職場である飲食店で、酔った若い女性のお客様が食べながら寝てしまっているのを見て、とても可愛いなぁとほっこりしていた。その隣り座っている彼女の母親らしき人が茶々を入れて愛おしそうに笑っていた。その関係性が素直にとても羨ましいなぁと思い、気づいたら涙がこぼれていた。マスクをしていたから多分女将にもバレなかっただろう。本当に助かった。
仕事終わりにふと本屋に立ち寄りたくなり、目当ての本を探していたのだがなかなか見つからず、ふと目に入った本を手に取る。内容は読まずとも、何か自分の中にヒントが立ち上がりそうな感覚だった。が、あと少し惜しいような感覚もあった。
その本の中に同じ著者の別の書籍を勧める小さな白黒の広告が入っていた。これにピン!ときた。しかし、似たような書籍なのに近くを探してもなかなか見つからない。
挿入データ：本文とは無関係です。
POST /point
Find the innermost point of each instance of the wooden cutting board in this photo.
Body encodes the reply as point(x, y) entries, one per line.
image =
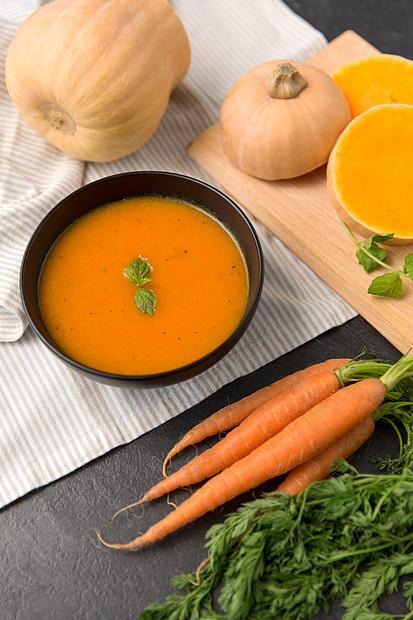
point(299, 213)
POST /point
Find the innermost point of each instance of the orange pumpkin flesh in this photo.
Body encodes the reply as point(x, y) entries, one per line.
point(273, 136)
point(375, 80)
point(94, 76)
point(369, 173)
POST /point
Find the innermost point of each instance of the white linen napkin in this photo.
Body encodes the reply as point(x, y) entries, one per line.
point(52, 421)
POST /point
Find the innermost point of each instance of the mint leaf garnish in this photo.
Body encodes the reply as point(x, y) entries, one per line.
point(408, 265)
point(370, 256)
point(387, 285)
point(137, 272)
point(369, 261)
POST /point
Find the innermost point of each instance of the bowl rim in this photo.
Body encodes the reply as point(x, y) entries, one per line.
point(165, 375)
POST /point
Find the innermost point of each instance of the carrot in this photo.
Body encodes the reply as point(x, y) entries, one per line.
point(319, 467)
point(233, 414)
point(259, 426)
point(298, 442)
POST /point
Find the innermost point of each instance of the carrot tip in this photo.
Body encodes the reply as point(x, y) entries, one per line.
point(132, 546)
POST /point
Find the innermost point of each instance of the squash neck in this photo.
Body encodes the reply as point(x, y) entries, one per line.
point(285, 82)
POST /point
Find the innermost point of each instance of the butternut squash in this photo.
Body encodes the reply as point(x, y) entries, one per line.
point(94, 76)
point(373, 80)
point(369, 173)
point(281, 119)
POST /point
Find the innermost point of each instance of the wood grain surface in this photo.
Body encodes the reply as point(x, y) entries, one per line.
point(298, 212)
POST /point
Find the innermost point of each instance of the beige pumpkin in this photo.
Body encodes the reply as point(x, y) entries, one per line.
point(94, 76)
point(281, 119)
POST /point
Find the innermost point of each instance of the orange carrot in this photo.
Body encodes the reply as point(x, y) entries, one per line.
point(233, 414)
point(319, 467)
point(298, 442)
point(260, 425)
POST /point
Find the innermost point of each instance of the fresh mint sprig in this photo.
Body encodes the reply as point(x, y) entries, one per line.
point(370, 255)
point(137, 272)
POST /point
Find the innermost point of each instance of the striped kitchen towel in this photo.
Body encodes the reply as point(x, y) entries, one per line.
point(53, 421)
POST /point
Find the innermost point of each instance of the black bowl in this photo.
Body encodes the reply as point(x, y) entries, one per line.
point(121, 186)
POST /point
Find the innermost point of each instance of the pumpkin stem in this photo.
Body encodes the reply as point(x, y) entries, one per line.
point(58, 118)
point(285, 82)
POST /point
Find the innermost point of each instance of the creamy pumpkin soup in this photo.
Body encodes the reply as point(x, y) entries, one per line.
point(195, 280)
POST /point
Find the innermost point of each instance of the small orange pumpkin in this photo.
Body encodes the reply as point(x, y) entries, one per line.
point(281, 119)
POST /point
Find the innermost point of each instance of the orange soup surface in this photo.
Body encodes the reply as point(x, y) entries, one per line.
point(199, 276)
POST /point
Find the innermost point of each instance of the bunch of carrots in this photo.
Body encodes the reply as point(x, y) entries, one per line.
point(299, 426)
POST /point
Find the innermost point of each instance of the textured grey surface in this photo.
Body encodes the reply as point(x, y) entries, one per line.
point(50, 568)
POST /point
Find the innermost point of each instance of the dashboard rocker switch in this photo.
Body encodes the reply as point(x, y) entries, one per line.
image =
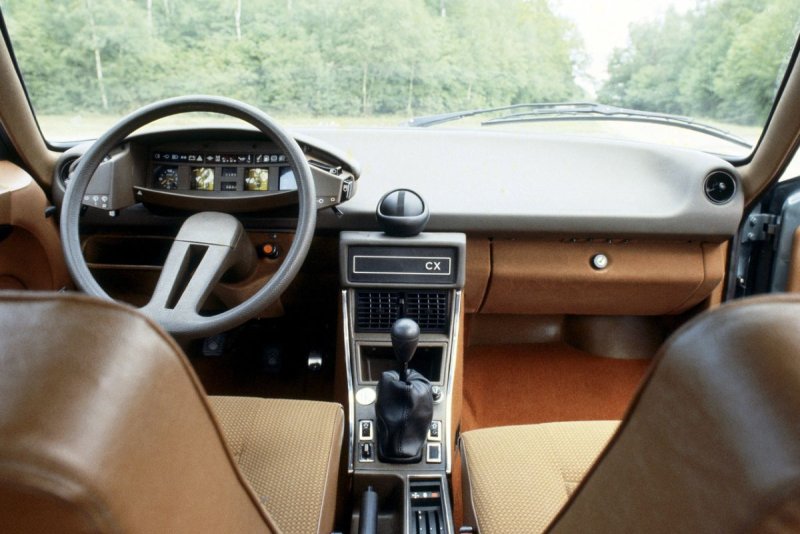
point(433, 453)
point(365, 430)
point(366, 452)
point(435, 431)
point(269, 250)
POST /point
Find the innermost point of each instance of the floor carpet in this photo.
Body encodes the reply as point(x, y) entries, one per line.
point(525, 384)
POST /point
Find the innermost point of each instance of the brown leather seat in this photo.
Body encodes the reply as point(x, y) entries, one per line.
point(105, 428)
point(711, 442)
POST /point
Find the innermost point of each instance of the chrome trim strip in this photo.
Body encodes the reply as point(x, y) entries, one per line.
point(455, 329)
point(351, 415)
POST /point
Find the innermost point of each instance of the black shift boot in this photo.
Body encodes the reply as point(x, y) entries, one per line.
point(404, 410)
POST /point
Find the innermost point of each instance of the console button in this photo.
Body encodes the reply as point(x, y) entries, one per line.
point(435, 431)
point(434, 453)
point(365, 430)
point(366, 454)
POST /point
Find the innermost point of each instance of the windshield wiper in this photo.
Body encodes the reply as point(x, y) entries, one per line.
point(571, 111)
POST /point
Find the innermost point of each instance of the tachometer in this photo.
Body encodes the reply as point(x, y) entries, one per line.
point(203, 178)
point(166, 177)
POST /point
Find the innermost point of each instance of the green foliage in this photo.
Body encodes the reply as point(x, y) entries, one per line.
point(311, 57)
point(718, 61)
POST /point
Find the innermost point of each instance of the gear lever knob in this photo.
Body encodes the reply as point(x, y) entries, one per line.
point(405, 337)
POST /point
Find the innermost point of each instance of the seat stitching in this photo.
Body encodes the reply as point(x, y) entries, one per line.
point(464, 447)
point(556, 459)
point(327, 464)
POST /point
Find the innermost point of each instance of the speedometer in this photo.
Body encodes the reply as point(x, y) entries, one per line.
point(166, 177)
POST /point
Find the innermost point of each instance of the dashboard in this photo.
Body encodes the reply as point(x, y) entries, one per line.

ぐるぐるとディスプレイを周回し、脇にあった本棚の1番下の段が何か臭う気がしてふと目をやると、目当ての本が2冊、寄り添って置いてあった。そのうちの1冊を手にした瞬間、何故か涙が止まらなくなった。著者の経歴を見てその理由が分かった気がした。私はこの本に出会うために、このもどかしくスッキリしない3年間があったのかも知れないと感じた。どうにもならない気持ちを一気に楽しみながら出力するために、今日の柔らかい感性があったのかも知れない。嬉しくて嬉しくて、その本を抱きしめながら、溢れる涙を抑えきれず、マスクの下で泣きながら帰宅した。